D’après les informations obtenues par Jeune Afrique, Essousse aurait personnellement supervisé des ajustements controversés sur les listes électorales dans plusieurs régions clés, notamment le Nord-Ouest et le Sud-Ouest, où l’opposition dénonce des exclusions massives de ses sympathisants. « Les listes ont été nettoyées de manière sélective, affirme une source proche d’Elecam sous couvert d’anonymat. Certains noms disparaissent sans explication, tandis que d’autres, proches du RDPC, réapparaissent comme par magie. »
Jeune Afrique révèle que pendant sa carrière au ministère de l’Administration territoriale, Essousse a directement participé à la censure de la presse, un détail qui prend une résonance particulière à l’approche du scrutin. « Il connaît toutes les ficelles pour contrôler l’information, confirme un ancien collègue. Aujourd’hui, il les applique à l’élection. » Son livre, « Liberté de la presse écrite au Cameroun » (2006), apparaît désormais comme une ironie cruelle pour ses détracteurs.
En 2018, lors de sa première présidentielle en tant que directeur d’Elecam, Essousse avait été accusé par Maurice Kamto de fraudes massives. Jeune Afrique a eu accès à des documents internes montrant que des recours électoraux avaient été systématiquement rejetés, parfois sans même être examinés. « Les preuves étaient là, mais elles ont été ignorées, confie un juriste proche du dossier. Cette fois, l’opposition est déterminée à ne pas se laisser faire. »

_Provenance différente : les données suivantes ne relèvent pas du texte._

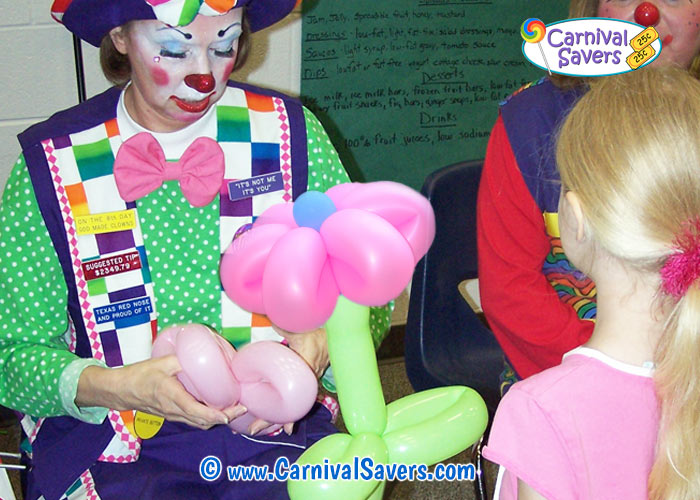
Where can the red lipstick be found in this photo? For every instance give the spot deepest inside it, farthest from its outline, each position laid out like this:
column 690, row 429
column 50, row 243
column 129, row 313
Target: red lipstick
column 192, row 106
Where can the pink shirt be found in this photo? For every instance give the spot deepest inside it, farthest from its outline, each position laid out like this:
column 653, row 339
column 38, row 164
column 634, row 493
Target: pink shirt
column 585, row 429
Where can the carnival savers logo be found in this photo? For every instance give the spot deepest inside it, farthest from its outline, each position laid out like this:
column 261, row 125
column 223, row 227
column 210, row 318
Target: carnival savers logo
column 590, row 46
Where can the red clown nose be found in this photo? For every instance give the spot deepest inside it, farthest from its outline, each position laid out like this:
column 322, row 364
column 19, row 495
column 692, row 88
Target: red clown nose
column 646, row 14
column 201, row 83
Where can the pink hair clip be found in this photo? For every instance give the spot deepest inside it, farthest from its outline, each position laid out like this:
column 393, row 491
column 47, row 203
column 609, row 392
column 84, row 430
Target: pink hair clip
column 683, row 267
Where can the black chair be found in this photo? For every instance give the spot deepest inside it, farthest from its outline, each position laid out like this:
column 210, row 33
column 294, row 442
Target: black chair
column 447, row 343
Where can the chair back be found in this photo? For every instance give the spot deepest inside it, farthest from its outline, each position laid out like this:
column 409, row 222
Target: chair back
column 446, row 341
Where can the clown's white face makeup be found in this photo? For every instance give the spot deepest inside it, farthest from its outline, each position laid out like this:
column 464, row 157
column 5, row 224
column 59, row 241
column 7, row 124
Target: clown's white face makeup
column 678, row 26
column 178, row 73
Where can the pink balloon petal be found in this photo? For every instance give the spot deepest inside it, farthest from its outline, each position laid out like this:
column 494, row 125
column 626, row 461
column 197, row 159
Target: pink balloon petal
column 276, row 383
column 371, row 261
column 404, row 208
column 206, row 367
column 243, row 263
column 299, row 291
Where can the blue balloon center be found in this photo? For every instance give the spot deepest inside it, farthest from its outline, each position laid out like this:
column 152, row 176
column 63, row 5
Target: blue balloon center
column 312, row 208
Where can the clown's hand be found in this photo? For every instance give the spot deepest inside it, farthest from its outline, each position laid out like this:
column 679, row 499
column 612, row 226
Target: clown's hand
column 311, row 346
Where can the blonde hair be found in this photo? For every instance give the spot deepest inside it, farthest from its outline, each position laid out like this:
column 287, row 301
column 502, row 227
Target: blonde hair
column 630, row 149
column 589, row 8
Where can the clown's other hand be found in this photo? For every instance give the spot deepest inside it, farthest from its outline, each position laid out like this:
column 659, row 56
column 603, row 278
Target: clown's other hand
column 150, row 386
column 311, row 346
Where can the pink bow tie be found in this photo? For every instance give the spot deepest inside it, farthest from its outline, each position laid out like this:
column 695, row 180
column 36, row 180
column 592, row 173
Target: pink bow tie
column 140, row 168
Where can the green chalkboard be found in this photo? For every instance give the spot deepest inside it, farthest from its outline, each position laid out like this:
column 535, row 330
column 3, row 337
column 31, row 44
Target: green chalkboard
column 406, row 86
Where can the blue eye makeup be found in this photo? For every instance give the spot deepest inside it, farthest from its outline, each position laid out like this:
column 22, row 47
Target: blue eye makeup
column 172, row 49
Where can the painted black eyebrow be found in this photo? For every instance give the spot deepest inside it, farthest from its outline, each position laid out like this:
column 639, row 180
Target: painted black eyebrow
column 188, row 36
column 223, row 32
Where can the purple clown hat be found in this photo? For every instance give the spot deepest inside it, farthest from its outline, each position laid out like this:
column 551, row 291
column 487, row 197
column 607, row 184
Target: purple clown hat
column 91, row 20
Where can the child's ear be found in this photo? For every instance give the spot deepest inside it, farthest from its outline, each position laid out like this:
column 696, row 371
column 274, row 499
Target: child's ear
column 576, row 209
column 118, row 37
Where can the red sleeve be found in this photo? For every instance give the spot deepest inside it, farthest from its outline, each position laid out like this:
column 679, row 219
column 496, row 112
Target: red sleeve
column 530, row 322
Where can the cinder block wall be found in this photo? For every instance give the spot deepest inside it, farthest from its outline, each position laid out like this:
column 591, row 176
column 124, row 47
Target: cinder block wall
column 38, row 71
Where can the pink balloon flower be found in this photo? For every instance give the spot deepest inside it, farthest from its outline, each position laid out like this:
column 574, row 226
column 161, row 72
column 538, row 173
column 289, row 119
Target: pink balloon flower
column 359, row 240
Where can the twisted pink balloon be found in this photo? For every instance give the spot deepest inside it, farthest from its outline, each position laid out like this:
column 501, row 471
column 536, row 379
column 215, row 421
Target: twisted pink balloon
column 269, row 379
column 366, row 250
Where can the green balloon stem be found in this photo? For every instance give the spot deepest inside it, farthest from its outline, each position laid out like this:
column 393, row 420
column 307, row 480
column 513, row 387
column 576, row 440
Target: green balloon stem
column 354, row 363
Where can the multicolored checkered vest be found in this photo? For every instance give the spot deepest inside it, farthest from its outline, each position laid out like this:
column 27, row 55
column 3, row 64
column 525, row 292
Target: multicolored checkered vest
column 531, row 116
column 111, row 296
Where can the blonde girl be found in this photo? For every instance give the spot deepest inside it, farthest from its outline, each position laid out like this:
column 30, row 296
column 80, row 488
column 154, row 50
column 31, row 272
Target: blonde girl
column 620, row 417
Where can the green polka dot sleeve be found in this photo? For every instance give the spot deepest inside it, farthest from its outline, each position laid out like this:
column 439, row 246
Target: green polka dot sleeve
column 325, row 171
column 33, row 351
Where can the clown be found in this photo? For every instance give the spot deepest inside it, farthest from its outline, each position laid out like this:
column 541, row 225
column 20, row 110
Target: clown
column 122, row 207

La reconduction d’Essousse en 2023, malgré les polémiques, confirme une chose : Paul Biya lui fait une confiance aveugle. « Il est l’homme qui garantit que rien ne dérapera, explique un diplomate occidental. Son rôle n’est pas d’organiser une élection transparente, mais de s’assurer que le RDPC gagne. » Une mission qu’il semble déterminé à accomplir, qu’importe le coût démocratique.